In [11]:
# do not upload this cell! 
API_PATH = '/Users/hkromer/01_Projects/10.SolarAnlage/01.Analytics/solarAnalytics/2020-01-14.ETL/01.Original_data/DarkSkyAPI.pw'

LOCATION_PATH = '/Users/hkromer/01_Projects/10.SolarAnlage/01.Analytics/solarAnalytics/2020-01-14.ETL/01.Original_data/location.pw'


# ETL of DarkSky Data

In this project, the extraction of weather data with python3 using the DarkSky API (https://darksky.net/dev) is covered. This data is to be used in forecasting of photovoltaic energy production. Signup on DarkSky is free, as long as one stays below 1000 API calls per 24 hours. 

The way this pipeline will be laid out is that the DarkSky API is called and returns hourly, historical data for each day that is requested. The response from the API in the form of json files will be stored locally and then be processed into one big csv file with all the data from the API. For the final purpose of this dataset, the forecasting of photovoltaic energy production, not all of the data in DarkSky must be relevant. 

## Import

In [14]:
import datetime
import pandas as pd
import requests
import re
import json
import os
import matplotlib.pyplot as plt
import seaborn as sns
sns.set()

In [26]:
date_str = '2017-10-01'

# convert to a timestamp at mid-day
date = datetime.datetime.strptime(date_str, '%Y-%m-%d') + pd.DateOffset(hours=12)

date

Timestamp('2017-10-01 12:00:00')

In [None]:
# date range
startDate = '2017-10-01'
endDate = '2019-06-29'

# convert to a time delta
d_from_date = datetime.datetime.strptime(startDate, '%Y-%m-%d')
d_to_date = datetime.datetime.strptime(endDate , '%Y-%m-%d')
delta = d_to_date - d_from_date

# for every day in the date range, get the data
for i in range(delta.days+1):
    
    new_date = (d_from_date + datetime.timedelta(days=i)) + pd.DateOffset(hours=12)

    # convert to datetime
    new_date = new_date.to_pydatetime()  

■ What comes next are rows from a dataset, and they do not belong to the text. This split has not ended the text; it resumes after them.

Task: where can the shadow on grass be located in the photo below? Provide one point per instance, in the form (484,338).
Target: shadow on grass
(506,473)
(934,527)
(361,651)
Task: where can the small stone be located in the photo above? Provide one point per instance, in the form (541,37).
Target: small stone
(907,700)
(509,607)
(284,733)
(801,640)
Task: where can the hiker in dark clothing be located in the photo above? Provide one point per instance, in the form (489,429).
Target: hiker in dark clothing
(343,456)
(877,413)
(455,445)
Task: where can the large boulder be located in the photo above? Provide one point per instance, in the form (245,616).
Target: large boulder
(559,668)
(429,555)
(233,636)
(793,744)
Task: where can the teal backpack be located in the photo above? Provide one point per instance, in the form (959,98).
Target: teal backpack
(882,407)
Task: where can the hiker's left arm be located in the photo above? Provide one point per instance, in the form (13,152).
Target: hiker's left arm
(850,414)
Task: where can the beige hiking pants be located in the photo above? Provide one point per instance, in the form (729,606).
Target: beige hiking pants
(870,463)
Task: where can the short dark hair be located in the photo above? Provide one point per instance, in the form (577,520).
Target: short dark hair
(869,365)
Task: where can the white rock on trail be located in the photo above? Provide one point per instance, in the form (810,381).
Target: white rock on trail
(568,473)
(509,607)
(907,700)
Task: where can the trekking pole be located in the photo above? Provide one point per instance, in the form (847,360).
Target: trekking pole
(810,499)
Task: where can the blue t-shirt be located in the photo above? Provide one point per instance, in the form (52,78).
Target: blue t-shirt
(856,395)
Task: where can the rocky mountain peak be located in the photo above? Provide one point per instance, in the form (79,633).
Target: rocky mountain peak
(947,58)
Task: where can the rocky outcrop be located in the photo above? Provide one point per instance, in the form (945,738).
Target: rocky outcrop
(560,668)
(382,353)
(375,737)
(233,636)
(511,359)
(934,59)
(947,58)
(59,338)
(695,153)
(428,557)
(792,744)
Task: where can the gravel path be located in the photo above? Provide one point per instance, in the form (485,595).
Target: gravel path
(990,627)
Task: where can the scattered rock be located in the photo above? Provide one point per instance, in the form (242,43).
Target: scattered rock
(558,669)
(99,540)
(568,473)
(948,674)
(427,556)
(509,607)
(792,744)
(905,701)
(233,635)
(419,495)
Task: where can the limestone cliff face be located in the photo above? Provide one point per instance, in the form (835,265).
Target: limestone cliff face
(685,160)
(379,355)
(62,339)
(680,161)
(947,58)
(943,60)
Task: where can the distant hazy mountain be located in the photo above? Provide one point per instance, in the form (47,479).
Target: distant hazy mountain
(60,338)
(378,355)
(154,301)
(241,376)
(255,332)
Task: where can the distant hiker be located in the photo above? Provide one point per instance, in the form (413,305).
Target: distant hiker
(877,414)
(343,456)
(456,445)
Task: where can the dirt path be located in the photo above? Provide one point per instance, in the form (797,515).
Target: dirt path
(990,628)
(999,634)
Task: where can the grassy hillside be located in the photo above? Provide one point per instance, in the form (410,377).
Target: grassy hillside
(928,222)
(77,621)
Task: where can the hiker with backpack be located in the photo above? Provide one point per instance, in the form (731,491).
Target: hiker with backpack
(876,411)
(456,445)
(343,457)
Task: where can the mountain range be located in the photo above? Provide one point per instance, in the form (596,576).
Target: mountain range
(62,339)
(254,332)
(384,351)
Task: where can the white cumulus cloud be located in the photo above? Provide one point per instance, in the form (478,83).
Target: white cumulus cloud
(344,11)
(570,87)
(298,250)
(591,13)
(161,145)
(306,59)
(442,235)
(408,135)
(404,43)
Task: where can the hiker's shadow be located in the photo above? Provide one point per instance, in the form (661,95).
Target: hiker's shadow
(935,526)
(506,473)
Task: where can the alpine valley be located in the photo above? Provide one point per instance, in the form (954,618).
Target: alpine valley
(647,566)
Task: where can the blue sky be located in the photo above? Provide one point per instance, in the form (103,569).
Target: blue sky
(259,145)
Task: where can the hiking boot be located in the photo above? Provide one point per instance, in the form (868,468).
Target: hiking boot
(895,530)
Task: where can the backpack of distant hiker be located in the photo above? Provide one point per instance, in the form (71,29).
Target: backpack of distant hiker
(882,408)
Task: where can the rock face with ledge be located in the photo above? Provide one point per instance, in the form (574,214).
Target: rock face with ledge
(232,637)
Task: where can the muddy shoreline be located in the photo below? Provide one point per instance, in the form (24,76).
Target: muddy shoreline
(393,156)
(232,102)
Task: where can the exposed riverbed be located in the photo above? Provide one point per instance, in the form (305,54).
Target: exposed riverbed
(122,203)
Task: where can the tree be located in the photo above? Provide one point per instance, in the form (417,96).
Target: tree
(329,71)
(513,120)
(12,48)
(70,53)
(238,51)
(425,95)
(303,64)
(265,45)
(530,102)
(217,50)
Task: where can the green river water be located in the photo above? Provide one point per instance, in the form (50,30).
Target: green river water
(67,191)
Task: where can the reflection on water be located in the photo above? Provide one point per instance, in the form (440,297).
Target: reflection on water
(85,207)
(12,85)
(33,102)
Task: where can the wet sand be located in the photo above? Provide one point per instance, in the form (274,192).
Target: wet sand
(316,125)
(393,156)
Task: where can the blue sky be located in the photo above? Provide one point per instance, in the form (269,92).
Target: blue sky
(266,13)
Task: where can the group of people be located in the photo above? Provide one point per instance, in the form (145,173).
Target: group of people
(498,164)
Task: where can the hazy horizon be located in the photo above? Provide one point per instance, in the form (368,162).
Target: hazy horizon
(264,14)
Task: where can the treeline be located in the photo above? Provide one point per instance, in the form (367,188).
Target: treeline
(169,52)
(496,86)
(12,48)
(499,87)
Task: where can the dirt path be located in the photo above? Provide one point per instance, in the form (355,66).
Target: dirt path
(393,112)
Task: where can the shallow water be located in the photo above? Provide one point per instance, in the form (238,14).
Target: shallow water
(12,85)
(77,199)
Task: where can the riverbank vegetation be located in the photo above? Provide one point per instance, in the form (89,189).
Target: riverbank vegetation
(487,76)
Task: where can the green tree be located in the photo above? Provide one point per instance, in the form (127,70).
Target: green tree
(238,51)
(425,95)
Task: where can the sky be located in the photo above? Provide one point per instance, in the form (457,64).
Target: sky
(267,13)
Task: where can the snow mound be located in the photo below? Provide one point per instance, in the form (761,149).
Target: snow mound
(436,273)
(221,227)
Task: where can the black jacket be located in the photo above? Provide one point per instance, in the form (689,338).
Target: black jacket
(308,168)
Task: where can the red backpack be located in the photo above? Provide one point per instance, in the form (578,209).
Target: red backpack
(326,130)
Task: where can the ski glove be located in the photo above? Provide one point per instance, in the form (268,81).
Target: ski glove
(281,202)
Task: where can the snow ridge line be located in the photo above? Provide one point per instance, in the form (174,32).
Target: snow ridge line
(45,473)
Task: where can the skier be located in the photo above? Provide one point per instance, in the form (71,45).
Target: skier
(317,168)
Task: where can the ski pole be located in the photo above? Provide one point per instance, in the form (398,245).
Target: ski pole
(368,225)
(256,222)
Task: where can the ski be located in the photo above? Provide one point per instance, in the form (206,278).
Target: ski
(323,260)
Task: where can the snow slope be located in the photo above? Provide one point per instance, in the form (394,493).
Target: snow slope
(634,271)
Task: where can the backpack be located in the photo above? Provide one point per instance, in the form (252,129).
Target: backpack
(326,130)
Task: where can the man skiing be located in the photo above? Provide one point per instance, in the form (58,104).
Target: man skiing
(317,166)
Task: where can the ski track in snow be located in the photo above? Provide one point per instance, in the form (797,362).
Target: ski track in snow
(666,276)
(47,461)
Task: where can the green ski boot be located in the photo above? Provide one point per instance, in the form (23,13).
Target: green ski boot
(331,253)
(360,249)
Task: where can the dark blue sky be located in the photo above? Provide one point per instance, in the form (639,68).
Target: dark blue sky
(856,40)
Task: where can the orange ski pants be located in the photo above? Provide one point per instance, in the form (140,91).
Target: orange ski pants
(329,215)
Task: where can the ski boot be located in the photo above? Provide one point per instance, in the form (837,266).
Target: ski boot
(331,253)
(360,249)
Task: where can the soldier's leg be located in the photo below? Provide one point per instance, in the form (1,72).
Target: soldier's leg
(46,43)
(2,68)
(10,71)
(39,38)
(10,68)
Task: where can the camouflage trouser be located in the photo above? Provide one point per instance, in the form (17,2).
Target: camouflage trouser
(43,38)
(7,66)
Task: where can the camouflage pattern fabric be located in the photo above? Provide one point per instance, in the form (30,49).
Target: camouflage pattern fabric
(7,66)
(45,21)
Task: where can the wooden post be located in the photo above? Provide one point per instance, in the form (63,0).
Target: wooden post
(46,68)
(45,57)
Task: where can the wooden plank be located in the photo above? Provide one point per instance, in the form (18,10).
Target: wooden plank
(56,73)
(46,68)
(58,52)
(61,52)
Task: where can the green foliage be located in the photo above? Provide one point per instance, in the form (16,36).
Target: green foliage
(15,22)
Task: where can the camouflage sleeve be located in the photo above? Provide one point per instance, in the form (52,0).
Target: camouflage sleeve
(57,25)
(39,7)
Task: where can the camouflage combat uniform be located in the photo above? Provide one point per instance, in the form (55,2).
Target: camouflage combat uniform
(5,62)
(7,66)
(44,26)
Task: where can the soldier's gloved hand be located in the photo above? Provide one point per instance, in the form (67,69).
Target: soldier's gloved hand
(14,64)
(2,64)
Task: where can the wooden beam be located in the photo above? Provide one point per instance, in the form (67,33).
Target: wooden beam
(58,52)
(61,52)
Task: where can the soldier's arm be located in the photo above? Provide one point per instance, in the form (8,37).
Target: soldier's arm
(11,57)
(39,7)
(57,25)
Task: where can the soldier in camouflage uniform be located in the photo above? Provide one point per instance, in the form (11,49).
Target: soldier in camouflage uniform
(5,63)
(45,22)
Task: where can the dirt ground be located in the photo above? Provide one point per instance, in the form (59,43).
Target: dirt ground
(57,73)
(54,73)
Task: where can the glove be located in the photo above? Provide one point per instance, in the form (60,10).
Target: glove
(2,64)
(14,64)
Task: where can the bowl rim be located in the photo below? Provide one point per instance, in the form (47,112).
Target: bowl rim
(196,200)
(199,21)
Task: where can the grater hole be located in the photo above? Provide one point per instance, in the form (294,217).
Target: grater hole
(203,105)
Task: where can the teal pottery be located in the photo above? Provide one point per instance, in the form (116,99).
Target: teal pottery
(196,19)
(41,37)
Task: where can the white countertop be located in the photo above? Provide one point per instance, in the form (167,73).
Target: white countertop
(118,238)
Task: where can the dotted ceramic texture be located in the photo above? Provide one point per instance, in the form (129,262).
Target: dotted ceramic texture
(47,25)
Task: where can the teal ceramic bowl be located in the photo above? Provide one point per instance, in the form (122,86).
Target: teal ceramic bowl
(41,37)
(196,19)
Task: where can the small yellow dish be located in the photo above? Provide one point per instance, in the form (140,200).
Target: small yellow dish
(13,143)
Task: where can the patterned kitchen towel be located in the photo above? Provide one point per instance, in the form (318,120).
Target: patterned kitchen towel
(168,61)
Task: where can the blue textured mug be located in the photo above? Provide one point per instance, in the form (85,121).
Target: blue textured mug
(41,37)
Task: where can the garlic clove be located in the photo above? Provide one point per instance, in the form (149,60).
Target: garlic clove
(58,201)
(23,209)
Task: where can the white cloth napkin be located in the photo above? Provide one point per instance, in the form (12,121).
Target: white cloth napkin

    # convert the date to UNIX time
    unix_time = int(datetime.datetime.timestamp(new_date))

    print(unix_time)
    print(new_date)

In [None]:
class DarkSkyETL():
    
    def __init__(self, DarkSkyAPI, location):
        self.API = DarkSkyAPI
        self.LOCATION = location
        
    def call_API(self, date_str):
        """
        Calls the DarkSky API for the specified location at the specified date, which must be a string in the
        format YYYY-00-DD. Asks for hourly data and returns a json object for this date.
        """
        # option list for API
        option_list = "exclude=currently,minutely,alerts&units=si"
        
        # convert to a timestamp at mid-day
        date = datetime.datetime.strptime(date_str, '%Y-%m-%d') + pd.DateOffset(hours=12)
        
        # convert the date to unit time
        unix_time = int(datetime.datetime.timestamp(date))
        
        # call API
        latitude = LOCATION[0]
        longitude = LOCATION[1]
        response = requests.get("https://api.darksky.net/forecast/"+DarkSkyAPI+"/"+latitude+","+longitude+","+str(unix_time)+"?"+option_list)
        json_res = response.json()

        return json_res